Another approach to the goal of high efficiency absorption uses end pumping, in which pump light comes into a pump cavity along its longitudinal axis. End pumping requires expensive high-brightness pump diodes and durable, difficult-to-produce dichroic coatings since the pumping and laser light extraction take place through the same optical surfaces (i.e. the ends of the rod) while requiring quite different reflectivity characteristics. In the case of quasi-four level or three-level systems where the high threshold requires greater pumping rate, pump “bleaching” can occur, in which a large fraction of the active ions have been excited and correspondingly fewer ions are in the ground state available for pump light absorption, resulting in reduced absorption for both side- and end-pumping geometries.

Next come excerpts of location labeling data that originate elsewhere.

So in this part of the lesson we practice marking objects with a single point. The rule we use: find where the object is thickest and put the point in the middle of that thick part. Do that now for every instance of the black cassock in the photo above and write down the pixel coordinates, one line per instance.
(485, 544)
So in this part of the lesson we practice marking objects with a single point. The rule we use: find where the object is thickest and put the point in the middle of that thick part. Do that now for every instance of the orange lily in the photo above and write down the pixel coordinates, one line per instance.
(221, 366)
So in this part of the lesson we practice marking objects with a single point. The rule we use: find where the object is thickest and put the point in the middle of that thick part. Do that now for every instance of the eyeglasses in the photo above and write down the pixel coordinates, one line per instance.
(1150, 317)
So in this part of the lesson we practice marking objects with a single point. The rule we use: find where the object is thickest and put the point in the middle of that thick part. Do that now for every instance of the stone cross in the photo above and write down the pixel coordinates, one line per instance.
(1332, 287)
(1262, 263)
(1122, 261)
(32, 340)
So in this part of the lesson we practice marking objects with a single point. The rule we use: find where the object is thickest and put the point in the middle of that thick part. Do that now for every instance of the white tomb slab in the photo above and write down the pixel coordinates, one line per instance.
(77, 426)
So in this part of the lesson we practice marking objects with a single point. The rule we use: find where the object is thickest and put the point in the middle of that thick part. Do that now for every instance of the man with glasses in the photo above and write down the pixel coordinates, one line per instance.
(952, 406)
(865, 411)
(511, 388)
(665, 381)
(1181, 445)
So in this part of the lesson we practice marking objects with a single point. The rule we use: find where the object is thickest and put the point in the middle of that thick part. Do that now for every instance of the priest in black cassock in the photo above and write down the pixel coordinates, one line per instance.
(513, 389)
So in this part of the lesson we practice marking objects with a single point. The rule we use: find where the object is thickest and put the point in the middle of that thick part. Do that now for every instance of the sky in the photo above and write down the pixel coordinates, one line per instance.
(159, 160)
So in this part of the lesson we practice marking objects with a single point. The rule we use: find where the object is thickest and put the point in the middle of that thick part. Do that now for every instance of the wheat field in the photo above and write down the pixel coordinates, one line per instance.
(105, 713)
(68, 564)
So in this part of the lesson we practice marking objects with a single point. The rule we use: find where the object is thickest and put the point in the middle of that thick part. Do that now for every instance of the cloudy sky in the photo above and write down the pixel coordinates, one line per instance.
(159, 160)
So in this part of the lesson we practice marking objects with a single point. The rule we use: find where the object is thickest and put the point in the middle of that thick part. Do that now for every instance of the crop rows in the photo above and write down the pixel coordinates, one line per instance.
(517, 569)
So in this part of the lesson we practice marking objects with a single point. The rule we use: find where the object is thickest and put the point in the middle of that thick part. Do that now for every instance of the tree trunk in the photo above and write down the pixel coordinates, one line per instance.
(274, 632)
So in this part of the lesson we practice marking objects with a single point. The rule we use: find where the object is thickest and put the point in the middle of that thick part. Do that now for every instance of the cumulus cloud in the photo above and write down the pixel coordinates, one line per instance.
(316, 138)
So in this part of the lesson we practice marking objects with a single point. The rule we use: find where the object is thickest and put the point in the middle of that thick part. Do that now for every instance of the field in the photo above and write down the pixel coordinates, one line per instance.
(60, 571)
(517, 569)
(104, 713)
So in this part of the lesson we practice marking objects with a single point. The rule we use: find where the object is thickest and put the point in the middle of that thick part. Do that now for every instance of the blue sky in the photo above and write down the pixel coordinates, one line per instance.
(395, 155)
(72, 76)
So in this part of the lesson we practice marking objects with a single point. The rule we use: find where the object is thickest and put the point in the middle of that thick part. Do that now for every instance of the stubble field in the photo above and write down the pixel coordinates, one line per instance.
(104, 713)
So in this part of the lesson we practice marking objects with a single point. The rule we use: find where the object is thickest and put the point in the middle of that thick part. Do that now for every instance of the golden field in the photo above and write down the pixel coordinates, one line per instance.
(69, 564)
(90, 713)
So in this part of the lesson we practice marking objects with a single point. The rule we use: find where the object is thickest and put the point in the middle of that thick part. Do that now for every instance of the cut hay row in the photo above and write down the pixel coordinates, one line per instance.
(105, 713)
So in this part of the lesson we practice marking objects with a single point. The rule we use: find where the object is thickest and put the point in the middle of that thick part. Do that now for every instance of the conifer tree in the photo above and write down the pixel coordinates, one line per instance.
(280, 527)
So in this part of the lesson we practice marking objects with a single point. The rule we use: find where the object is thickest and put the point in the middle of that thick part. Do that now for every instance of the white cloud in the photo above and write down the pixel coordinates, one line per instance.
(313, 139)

The theory of operation of the passive Q-switch is described in detail in Koechner, specifically for organic dye and radiation-induced color-center saturable absorbers [Koechner, W., Solid State Laser Engineering, 2nd Ed., Springer-Verlag, Berlin, pp 437–442 (1988).]. See U.S. Pat. No. 4,833,333.
U.S. Pat. No. 5,761,233 issued Jun. 2, 1998 to Brusselbach et al., the teachings of which are incorporated herein by reference, teaches the fabrication of a multi-element “monolithic” pump cavity using the process of diffusion bonding practiced by Onyx Optics, Inc (Dublin, Calif.). This process adds significant cost and cycle time to the manufacture of solid-state lasers and is therefore undesirable, particularly in the cost-driven eye safe laser rangefinder market for individual soldier weapon fire control systems.
Hence, a need remains in the art for solid state devices, such as Q-switches and laser pump cavities, which have radially dependent dopant densities but: 1) are fabricated without the need for an expensive 1–2 MeV electron irradiation; 2) are fabricated without the need for a Cobalt-60 source of gamma radiation to provide a background level of color centers; 3) do not require a relatively long crystal; 4) have good optical density; 5) are not photosensitive; 6) are not sensitive to weak UV exposure; 7) are not temperature sensitive and 8) are inexpensive to manufacture.